So who is lying and who is telling the truth? Most of the leading internet companies have weighed in with denials that they gave the National Security Agency “direct access” to their servers. Facebook CEO Mark Zuckerberg claims, “Facebook is not and has never been part of any program to give the US or any other government direct access to our servers.” Google’s CEO Larry Page wrote something similar on the Google Blog: “First, we have not joined any program that would give the U.S. government—or any other government—direct access to our servers.”
When government officials came to Silicon Valley to demand easier ways for the world’s largest Internet companies to turn over user data as part of a secret surveillance program, the companies bristled. In the end, though, many cooperated at least a bit.
Twitter declined to make it easier for the government. But other companies were more compliant, according to people briefed on the negotiations. They opened discussions with national security officials about developing technical methods to more efficiently and securely share the personal data of foreign users in response to lawful government requests. And in some cases, they changed their computer systems to do so.
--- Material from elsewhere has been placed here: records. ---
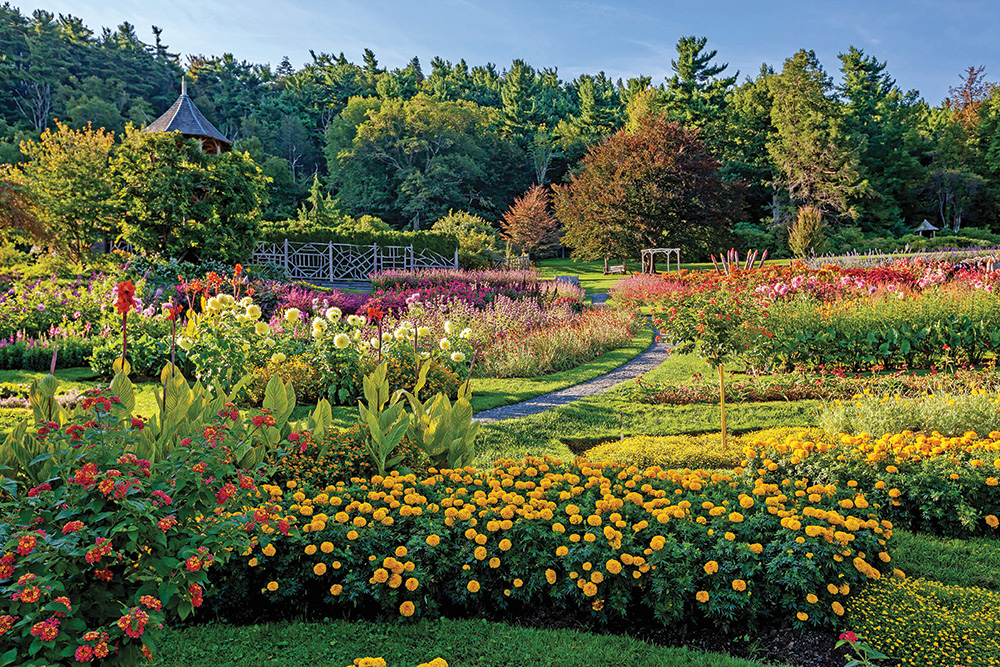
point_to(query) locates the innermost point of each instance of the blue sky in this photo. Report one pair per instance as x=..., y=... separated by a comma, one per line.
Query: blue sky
x=927, y=43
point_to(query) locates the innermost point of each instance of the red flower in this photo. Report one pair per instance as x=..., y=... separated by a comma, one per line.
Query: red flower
x=126, y=297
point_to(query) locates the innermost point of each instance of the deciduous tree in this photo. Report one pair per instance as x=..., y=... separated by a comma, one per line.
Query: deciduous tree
x=654, y=187
x=529, y=225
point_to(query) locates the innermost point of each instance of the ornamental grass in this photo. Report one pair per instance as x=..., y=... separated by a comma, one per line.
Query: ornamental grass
x=931, y=483
x=926, y=623
x=599, y=541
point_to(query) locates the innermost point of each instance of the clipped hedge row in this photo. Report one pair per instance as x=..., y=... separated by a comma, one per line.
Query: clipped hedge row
x=293, y=230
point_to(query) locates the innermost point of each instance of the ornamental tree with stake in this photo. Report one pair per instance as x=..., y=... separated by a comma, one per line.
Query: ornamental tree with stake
x=722, y=324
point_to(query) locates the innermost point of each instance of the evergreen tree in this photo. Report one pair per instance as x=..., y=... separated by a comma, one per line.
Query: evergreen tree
x=817, y=159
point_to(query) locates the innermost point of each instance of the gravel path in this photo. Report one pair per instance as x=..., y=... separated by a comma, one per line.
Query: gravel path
x=652, y=357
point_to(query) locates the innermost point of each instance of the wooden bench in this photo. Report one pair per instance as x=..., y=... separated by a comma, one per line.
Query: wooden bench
x=615, y=268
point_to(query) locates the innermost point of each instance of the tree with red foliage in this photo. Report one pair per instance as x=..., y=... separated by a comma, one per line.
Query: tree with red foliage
x=966, y=99
x=656, y=186
x=529, y=225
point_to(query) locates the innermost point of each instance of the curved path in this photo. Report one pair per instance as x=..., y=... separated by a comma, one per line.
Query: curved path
x=647, y=360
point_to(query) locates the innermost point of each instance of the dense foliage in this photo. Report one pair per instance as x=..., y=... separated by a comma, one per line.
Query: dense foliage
x=409, y=145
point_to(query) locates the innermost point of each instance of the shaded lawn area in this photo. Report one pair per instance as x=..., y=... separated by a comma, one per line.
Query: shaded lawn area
x=468, y=643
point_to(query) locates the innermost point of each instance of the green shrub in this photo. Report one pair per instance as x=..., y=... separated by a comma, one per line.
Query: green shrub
x=927, y=623
x=306, y=379
x=671, y=451
x=338, y=457
x=879, y=414
x=275, y=232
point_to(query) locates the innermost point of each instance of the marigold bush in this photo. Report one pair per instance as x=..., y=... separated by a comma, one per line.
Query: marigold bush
x=603, y=540
x=930, y=483
x=926, y=623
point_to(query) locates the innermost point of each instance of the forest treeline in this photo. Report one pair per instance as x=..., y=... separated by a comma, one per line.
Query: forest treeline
x=410, y=144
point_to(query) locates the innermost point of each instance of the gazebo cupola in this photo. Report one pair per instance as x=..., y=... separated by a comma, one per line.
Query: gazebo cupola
x=185, y=118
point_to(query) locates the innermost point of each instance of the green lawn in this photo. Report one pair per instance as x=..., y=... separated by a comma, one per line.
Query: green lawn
x=472, y=643
x=494, y=392
x=614, y=414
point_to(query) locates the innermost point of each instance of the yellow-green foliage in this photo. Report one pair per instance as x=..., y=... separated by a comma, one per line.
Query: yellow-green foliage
x=340, y=456
x=921, y=622
x=671, y=451
x=440, y=379
x=684, y=451
x=305, y=378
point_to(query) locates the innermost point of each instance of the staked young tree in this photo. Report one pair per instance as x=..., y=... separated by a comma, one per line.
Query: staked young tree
x=529, y=225
x=657, y=186
x=816, y=158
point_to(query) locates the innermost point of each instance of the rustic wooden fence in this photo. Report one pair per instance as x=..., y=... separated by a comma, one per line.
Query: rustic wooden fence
x=330, y=262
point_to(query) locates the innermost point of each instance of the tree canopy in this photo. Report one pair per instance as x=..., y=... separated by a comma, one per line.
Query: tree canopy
x=657, y=186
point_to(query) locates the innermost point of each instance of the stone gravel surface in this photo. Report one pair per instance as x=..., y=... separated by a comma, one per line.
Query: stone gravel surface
x=652, y=357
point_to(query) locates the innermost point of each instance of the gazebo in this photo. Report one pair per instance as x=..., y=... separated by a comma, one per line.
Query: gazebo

The negotiations shed a light on how Internet companies, increasingly at the center of people’s personal lives, interact with the spy agencies that look to their vast trove of information — e-mails, videos, online chats, photos and search queries — for intelligence. They illustrate how intricately the government and tech companies work together, and the depth of their behind-the-scenes transactions.
In at least two cases, at Google and Facebook, one of the plans discussed was to build separate, secure portals, like a digital version of the secure physical rooms that have long existed for classified information, in some instances on company servers. Through these online rooms, the government would request data, companies would deposit it and the government would retrieve it, people briefed on the discussions said.
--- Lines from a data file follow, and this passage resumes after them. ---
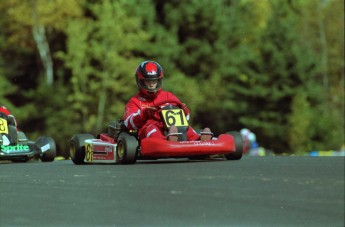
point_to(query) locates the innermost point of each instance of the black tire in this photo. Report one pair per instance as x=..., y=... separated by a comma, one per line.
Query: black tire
x=127, y=148
x=49, y=155
x=237, y=155
x=77, y=147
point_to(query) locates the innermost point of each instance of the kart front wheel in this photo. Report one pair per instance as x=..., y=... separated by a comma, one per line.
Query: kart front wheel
x=77, y=147
x=237, y=155
x=127, y=148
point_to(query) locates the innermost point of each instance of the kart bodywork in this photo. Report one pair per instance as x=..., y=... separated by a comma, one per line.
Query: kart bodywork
x=119, y=145
x=15, y=146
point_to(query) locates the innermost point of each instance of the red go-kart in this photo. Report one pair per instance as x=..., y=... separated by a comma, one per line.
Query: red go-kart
x=120, y=145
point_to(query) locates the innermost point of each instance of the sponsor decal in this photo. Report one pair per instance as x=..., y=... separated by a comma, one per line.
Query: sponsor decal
x=17, y=147
x=45, y=148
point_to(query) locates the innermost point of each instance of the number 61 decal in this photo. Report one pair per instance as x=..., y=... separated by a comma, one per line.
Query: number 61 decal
x=174, y=117
x=3, y=126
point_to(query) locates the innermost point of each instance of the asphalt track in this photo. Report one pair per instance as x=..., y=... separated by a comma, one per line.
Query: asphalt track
x=254, y=191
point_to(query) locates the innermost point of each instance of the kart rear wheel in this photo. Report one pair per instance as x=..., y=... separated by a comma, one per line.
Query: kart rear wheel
x=77, y=147
x=237, y=155
x=127, y=146
x=50, y=154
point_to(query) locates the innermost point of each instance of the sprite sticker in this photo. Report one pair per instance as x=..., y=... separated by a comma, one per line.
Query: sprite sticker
x=17, y=147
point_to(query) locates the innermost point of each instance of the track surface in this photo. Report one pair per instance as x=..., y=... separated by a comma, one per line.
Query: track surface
x=254, y=191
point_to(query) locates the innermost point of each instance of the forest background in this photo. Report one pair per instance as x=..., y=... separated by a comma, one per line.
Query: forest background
x=275, y=67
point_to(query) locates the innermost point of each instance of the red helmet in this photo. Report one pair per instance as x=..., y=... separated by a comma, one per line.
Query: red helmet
x=4, y=110
x=146, y=71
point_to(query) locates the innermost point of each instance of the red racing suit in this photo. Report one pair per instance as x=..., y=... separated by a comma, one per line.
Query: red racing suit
x=154, y=127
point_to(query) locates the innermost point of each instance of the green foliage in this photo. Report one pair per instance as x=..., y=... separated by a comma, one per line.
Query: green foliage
x=299, y=133
x=275, y=67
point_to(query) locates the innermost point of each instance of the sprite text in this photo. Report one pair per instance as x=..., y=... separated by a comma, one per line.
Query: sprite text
x=17, y=147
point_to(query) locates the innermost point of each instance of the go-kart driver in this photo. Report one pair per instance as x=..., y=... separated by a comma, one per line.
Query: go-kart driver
x=141, y=113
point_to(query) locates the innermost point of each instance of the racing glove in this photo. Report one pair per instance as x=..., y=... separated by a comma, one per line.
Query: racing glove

The negotiations have continued in recent months, as Martin E. Dempsey, chairman of the Joint Chiefs of Staff, traveled to Silicon Valley to meet with executives including those at Facebook, Microsoft, Google and Intel. Though the official purpose of those meetings was to discuss the future of the Internet, the conversations also touched on how the companies would collaborate with the government in its intelligence-gathering efforts, said a person who attended.
While handing over data in response to a legitimate FISA request is a legal requirement, making it easier for the government to get the information is not, which is why Twitter could decline to do so.
Details on the discussions help explain the disparity between initial descriptions of the government program and the companies’ responses.
It is doubtful that the tech companies knew the code name of the program — PRISM — so they could easily deny they were taking part in such an effort.
And, it’s important to remember that the FISA requests are compartmentalized at these companies, with employees dedicated to complying with government requests for information who are outside the chain of command.
Tech companies might have also denied knowledge of the full scope of cooperation with national security officials because employees whose job it is to comply with FISA requests are not allowed to discuss the details even with others at the company, and in some cases have national security clearance, according to both a former senior government official and a lawyer representing a technology company.
That inability to discuss details of the program extends to the CEO’s whose carefully worded statements nevertheless reveal that they have been complying with requests from the government for information. But their main point — that the government does not have a “back door” access to their servers — is also a fudge on the truth:
In one recent instance, the National Security Agency sent an agent to a tech company’s headquarters to monitor a suspect in a cyberattack, a lawyer representing the company said. The agent installed government-developed software on the company’s server and remained at the site for several weeks to download data to an agency laptop.
In other instances, the lawyer said, the agency seeks real-time transmission of data, which companies send digitally.
“Real time” transmission of data is also called “monitoring.” The companies implied in their statements that there was no snooping of this sort, but apparently, in some cases, there is. And it sounds like that agent had “direct access” to the server. I don’t know how else you would describe downloading government software directly onto the server and then capturing data.
Either the CEO’s were unaware of these instances of the government getting direct access to company servers and monitoring communications or they couldn’t admit it because of their non-disclosure agreement.
It’s clear that some in the press have misinterpreted the specifics of the internet surveillance program, but the CEO’s haven’t helped matters by issuing statements that skirt the truth and don’t reveal much about their participation in PRISM, even if they were reluctant to do so. That is probably due in part, to rules governing disclosure, but even with that consideration, they appear to have failed the transparency test.